Light wave bending due to magnetic/ electric fields I'm new here, but I was wondering, if light is oscillating magnetic and electric fields, how come a powerful magnet can't disrupt, or bend light?  Would it require an electromagnet oscillating at the same frequency of the light to be bent?
How are the gamma rays sent from the sun bent away from the earth?
 A: The equations of classical electrodynamics obey the superposition principle - the fields produced by a combination of sources are just the sum of the fields that would be produced by the individual sources in isolation.
So if you have something that makes light, and a magnet, well, they'll both produce the fields they would have produced otherwise, and the overall fields will just be the sum of the two. The two do not talk to each other at all.
This works the exact same way as light and other light. If you shine two beams of light across each other, then each beam still comes out the other side.
What may be a source of confusion is the fact that you know magnets exert forces on each other, but that isn't because the fields interact with each other - it's because the fields interact with the sources. So it's true that, for instance, in principle a magnet wiggles a tiny bit at a really high frequency as light passes through it. But this is a different matter.
A: A magnetic field can only affect charged particule, and photons have no charge at all: their trajectory can't be modifiedd by a magnet.
Yet, thanks to a quantum effect called the Delbrück scattering, light can be bent by electromagnetic waves, but the deflection is so tiny that we cannot measure it. In short, for a really short time, a photon can disintegrate into an electron and a positron, which are affected by electromagnetic field: thus, light is bent. This effect has been observed for the first time in 1997 (see this paper): collisions of a 46.6 GeV electrons beam with terawatt pulses from a laser produced a signal of about 100 positrons...
A: Light does bend in strong electromagnetic fields via the vacuum polarization effect. The polarization effect appears as a refractive index and the light passing through the fields behaves as if it is in a dielectric medium. The bending angle in a Coulomb filed is calculated in https://arxiv.org/abs/1012.1134
A: The magnetic field can interact with the magnetic moment of the magnet, but this will be relativistically small effect. 
So a photon can scatter from magnetic moment (the magnetic field interact with the magnetic moment) the same way photon scatters form charge (electric field interacts with charge). But your question implies bending the light which I am not sure if it could occur.
A: Rotation of light's field components
A well designed for visible light polarizer foil let through approximately 50% of the incomming light. A second polarizer foil placed behind the first foil, but rotated by 90°, would not let through any of the now polarized light.
If you try to setup this experiment it is enough to take two sunglasses. IF you rotate one of the placed one behind the other glasses over 90° and at one moment can't see through, you own sunglasses with polarized surfaces.
That polarisers able to rotate light you will see by the next step of your experiment for which you need third - also polarized - glasses.
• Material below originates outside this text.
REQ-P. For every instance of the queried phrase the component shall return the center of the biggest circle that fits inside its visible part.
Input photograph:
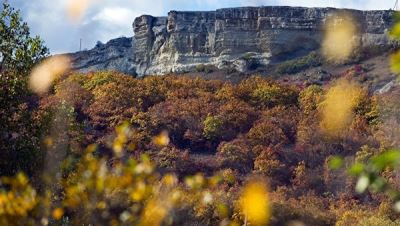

Hold the two glasses in the position there do not let light through. Put the third glasses between the other two and not matter how you rotate this glasses, you will see through all three glasses.
The same experiment can be demonstrated with a swinging rope. Place two slits behind each other (let space between them), the slits both in the same way oriented, take a rope through the slit, fix it at one end and swing the rope, of course in the direction of the slits. Now rotate the second slit. The rope no more will swing behind the second slit. But now if you place a third slit between the other two slits and this under 45°. The rope will swing all other his length and by this the swinging direction will be rotated to 90°.
Deflection of the light

light is oscillating magnetic and electric fields

I want to break this down to photons. Indeed photons have oscillating magnetic and electric field components. Suppose we could investigate a photon with vertically oscillating electric field and by this with horizontally oscillating magnetic field. An oszillation is than an electric field where at one moment the minus pole is directed up and the plus pole is directed down and after a moment they are located in the oppsite directions. The same with the magnetic field. At one moment the south pole is directed to the left and the north pole to the right and at the next moment they are directed in the opposite direction.
Sometimes you find this sketch;
 
but there is drawn only half of the fields.
A better sketch is this one:


Would it require an electromagnet oscillating at the same frequency of the light to be bent?

No, an oscillating with the same frequency as the light electromagnet (for the photon's magnetic field component) or capacitor (for the electric field component) will not bend the trajectory. It will produce a wiggling trajectory and this is really done with electrons in a free-electron laser
 
Since the wavelength of light is around 600 nm (nanometers), the structure of of such bending device has to be of Nanometer scale. But that is what happens with light in your sunglasses.
To bend and not only to rotate light one use diffractive optics:

In the simplest case to bend light you use slits. Behind which you will see the famous fringes. Perhaps not in the sense you wanted, but you has bent the light.